That’s the type of story we need to be able to tell. To make it real to people why these forward looking policies are good for all Hoosiers. These stories have to be told, told loudly, and told often. The good news is that Indiana has a story to tell. Unlike some other places, where there are lots of high value jobs, but little else, Indiana can create a broader spectrum of jobs and build a real middle class economy for the 21st century.
Quality product, high aspirations, narrative, cost, jobs, and quality of life. Those are a few of the things that go into creating a good people climate.
As for recruitment, clearly almost no city puts even half the effort into people recruitment that they do into business recruitment. This gives Indianapolis an opportunity to step up, claim a leadership position, and get really, really aggressive about bringing talent to town.

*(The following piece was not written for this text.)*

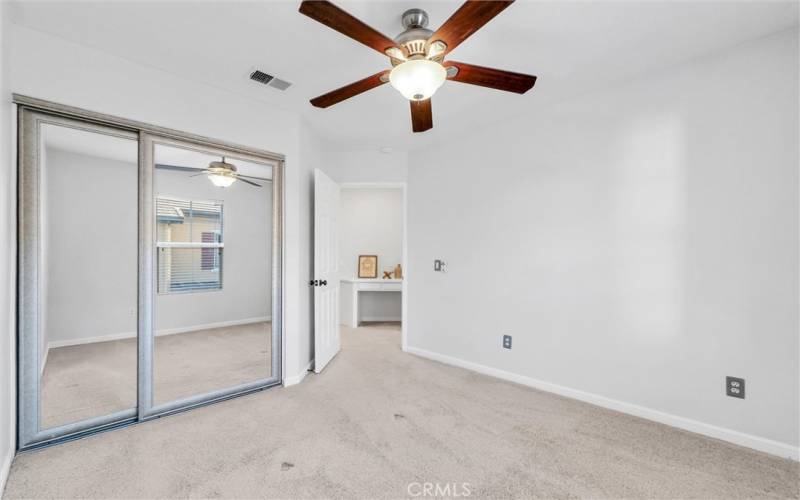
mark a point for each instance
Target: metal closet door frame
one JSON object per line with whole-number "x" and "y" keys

Left to Right: Ron Gifford, CEO of the IndyPartnership, Yours Truly, and Mark Miles, CEO of the Central Indiana Corporate Partnership
I can’t resist posting this photo I got taken with the Lamar Hunt Trophy the Colts were awarded as AFC champions. Every year the Colts are committed to competing and winning at the highest levels, and also to doing it the right way as a class organization. They show that it is possible to both aim high and embody the best of Hoosier values. That’s exactly what the city as a whole should commit to in everything it does.